To better understand the relevance of the adipocyte MR, we generated a conditional transgenic mouse model allowing restricted and inducible MR overexpression (MROE) in an adipocyte-specific manner. These mice exhibit features of metabolic syndrome, including weight gain, insulin resistance, and dyslipidemia, with increased activation of prostaglandin D2 synthase (14). Considering the growing evidence that adipose tissue and adipokines influence vascular tone and that the aldosterone/MR system is involved in vascular pathology associated with cardiovascular disease, we questioned whether upregulation of adipocyte MR in mice leads to vascular dysfunction.
Research Design and Methods
The study was approved by the University of Ottawa Animal Ethics Committee. All studies in animals were conducted in accordance with the National Institutes of Health Guide for the Care and Use of Laboratory Animals. All procedures followed were in accordance with institutional guidelines.

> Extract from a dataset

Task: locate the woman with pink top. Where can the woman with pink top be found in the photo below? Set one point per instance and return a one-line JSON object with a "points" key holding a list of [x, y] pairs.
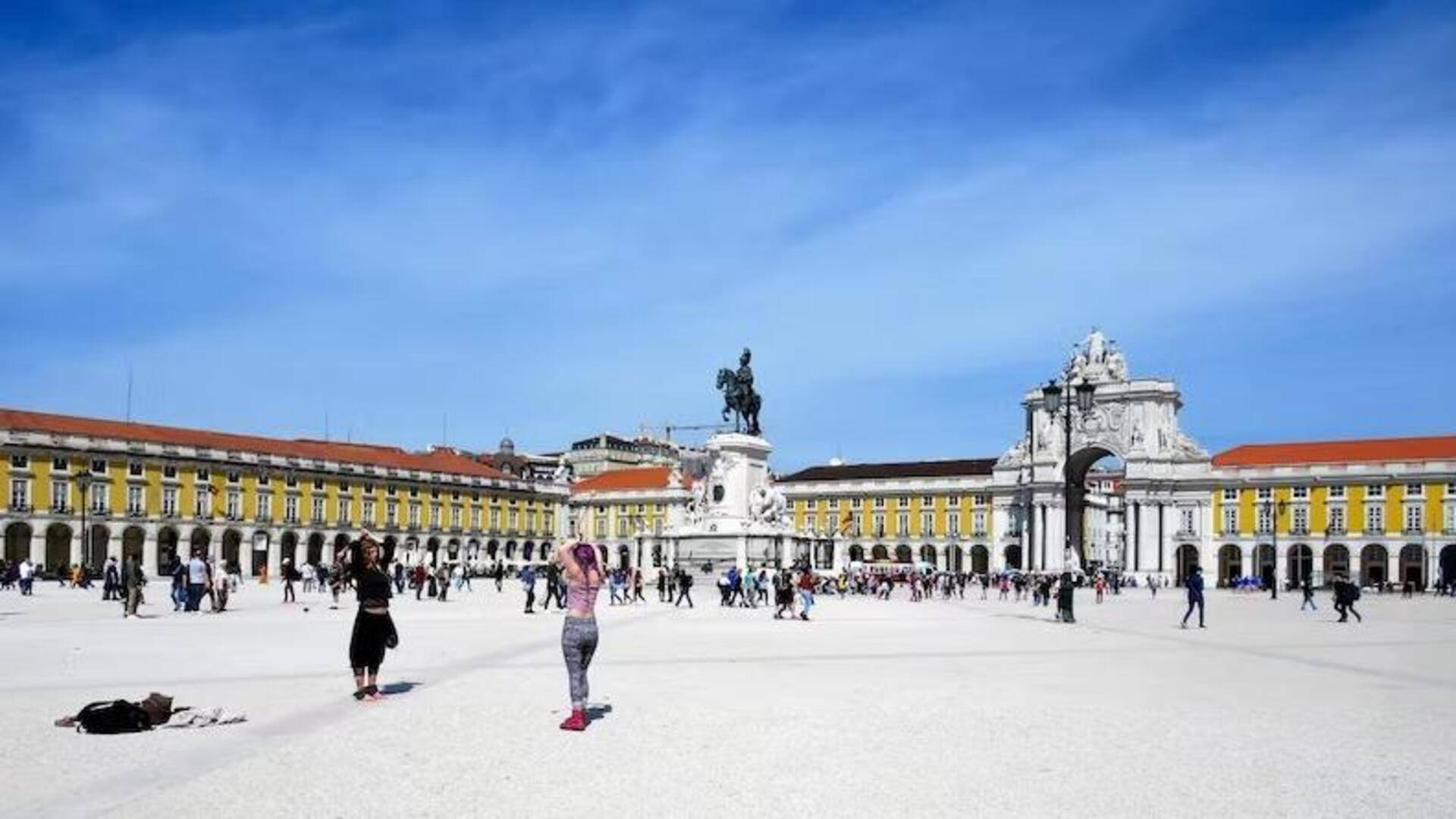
{"points": [[579, 632]]}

Generation of Mice Expressing Human MR in Adipocytes
We generated mice with targeted overexpression of human MR (hMR) in adipocytes using the conditional tetracycline-inducible system, as we recently reported (14) and summarized in Supplementary Fig. 1A and B. Double-transgenic adipocyte MROE (Adipo-MROE) mice were obtained by mating two strains: the monotransgenic tetO-hMR mouse and the monotransgenic transactivator aP2-rtTA mouse. In Adipo-MROE mice, hMR expression is switched on in adipocytes by administering doxycycline (Dox) (2 g/L for 4 weeks) (200 mg/kg Dox diet; Harlan Laboratories, Mississauga, Ontario, Canada). The litters consisting of Adipo-MROE, monotransgenic tetO-hMR, monotransgenic aP2-rtTA, and wild-type mice were born in the expected mendelian ratio (25% for each genotype). The last three groups, which displayed no molecular or functional differences among them, were considered as controls (control-MR). Blood pressure was measured by the tail-cuff method in 2- to 3-month-old mice. Mice were killed to recover mesenteric arteries and adipose tissues used for the subsequent manipulations of cell culture, histology, or biomolecular analysis.

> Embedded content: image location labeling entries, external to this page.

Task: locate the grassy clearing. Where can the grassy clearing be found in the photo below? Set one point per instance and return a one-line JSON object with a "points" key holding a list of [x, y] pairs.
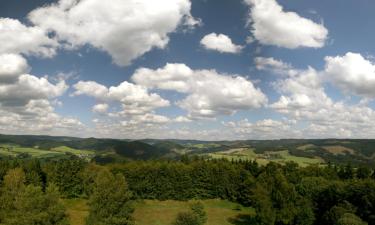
{"points": [[263, 159], [153, 212], [219, 212], [77, 210], [339, 150], [14, 150], [65, 149]]}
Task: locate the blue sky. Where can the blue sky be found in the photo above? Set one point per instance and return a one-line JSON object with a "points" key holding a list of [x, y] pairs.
{"points": [[199, 69]]}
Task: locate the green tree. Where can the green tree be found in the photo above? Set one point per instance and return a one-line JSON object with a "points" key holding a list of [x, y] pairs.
{"points": [[198, 209], [186, 218], [110, 203], [29, 204], [350, 219]]}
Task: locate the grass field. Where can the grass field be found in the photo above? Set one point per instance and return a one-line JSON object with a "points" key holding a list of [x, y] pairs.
{"points": [[152, 212], [263, 159], [14, 150], [65, 149]]}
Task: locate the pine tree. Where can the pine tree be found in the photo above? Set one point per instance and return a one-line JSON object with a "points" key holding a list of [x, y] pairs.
{"points": [[110, 203]]}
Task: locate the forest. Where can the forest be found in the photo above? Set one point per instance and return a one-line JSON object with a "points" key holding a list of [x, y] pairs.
{"points": [[32, 189]]}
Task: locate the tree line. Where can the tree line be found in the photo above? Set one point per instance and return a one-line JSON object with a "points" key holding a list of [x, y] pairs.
{"points": [[280, 194]]}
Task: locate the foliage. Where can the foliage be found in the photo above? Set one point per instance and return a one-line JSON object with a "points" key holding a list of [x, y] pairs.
{"points": [[110, 203], [23, 204]]}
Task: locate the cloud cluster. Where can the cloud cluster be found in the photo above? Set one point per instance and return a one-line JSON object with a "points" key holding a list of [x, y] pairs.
{"points": [[27, 102], [271, 25], [135, 99], [221, 43], [352, 73], [304, 99], [209, 93], [17, 38], [125, 29], [262, 129]]}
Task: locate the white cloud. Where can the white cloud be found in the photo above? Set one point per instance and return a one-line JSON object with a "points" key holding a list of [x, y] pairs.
{"points": [[135, 99], [352, 73], [271, 64], [182, 119], [100, 108], [26, 101], [221, 43], [303, 99], [209, 92], [271, 25], [11, 66], [262, 129], [18, 38], [126, 29]]}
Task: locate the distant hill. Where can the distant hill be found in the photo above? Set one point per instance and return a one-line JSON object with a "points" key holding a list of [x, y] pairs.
{"points": [[356, 151]]}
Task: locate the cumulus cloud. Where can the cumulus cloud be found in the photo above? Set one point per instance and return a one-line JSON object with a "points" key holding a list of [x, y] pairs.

Isolation and Culture of Mature Adipocytes From Mouse Adipose Tissue
Mouse Mature Adipocytes
Mouse abdominal epididymal visceral adipose tissue (EVAT) was obtained from 4-month-old male Adipo-MROE and their littermate control-MR mice. Mature adipocytes fraction was isolated and cultured at 37°C for 24 h, as previously described (12).

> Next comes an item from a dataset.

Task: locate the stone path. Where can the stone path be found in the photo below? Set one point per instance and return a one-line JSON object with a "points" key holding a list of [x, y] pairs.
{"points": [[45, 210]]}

Conditioned Culture Medium
Second-order branches of mesenteric artery without perivascular fat (PVAT) were isolated from 3- to 4-month-old Adipo-MROE and their littermate control-MR mice and mounted on a wire myograph (DMT myograph; ADInstruments Ltd., Oxford, U.K.) as previously described (13). Endothelium-dependent and -independent relaxations were assessed by measuring dilatory responses to acetylcholine (Ach) (10−9 to 10−5 mol/L) and sodium nitroprusside (SNP) (10−9 to 10−5 mol/L), respectively, in arteries precontracted with phenylephrine (Phe) to similar degrees to achieve ∼80% of maximal response. Dose-response curves for insulin-induced relaxation (10−10 to 10−5 mol/L) were also obtained in arteries with intact endothelium in the absence or presence of a general reactive oxygen species (ROS) scavenger, N-acetyl-cysteine (10−6 mol/L) or the H2O2 scavenger, polyethylene glycol (PEG)-catalase (100 units/mL), incubated 30 min before precontraction with Phe. Contraction curves to cumulative increasing doses of Phe, noradrenaline, and serotonin (5-hydroxytryptamine [5-HT]; 10−9 to 10−5 mol/L) were performed in arteries with and without intact endothelium.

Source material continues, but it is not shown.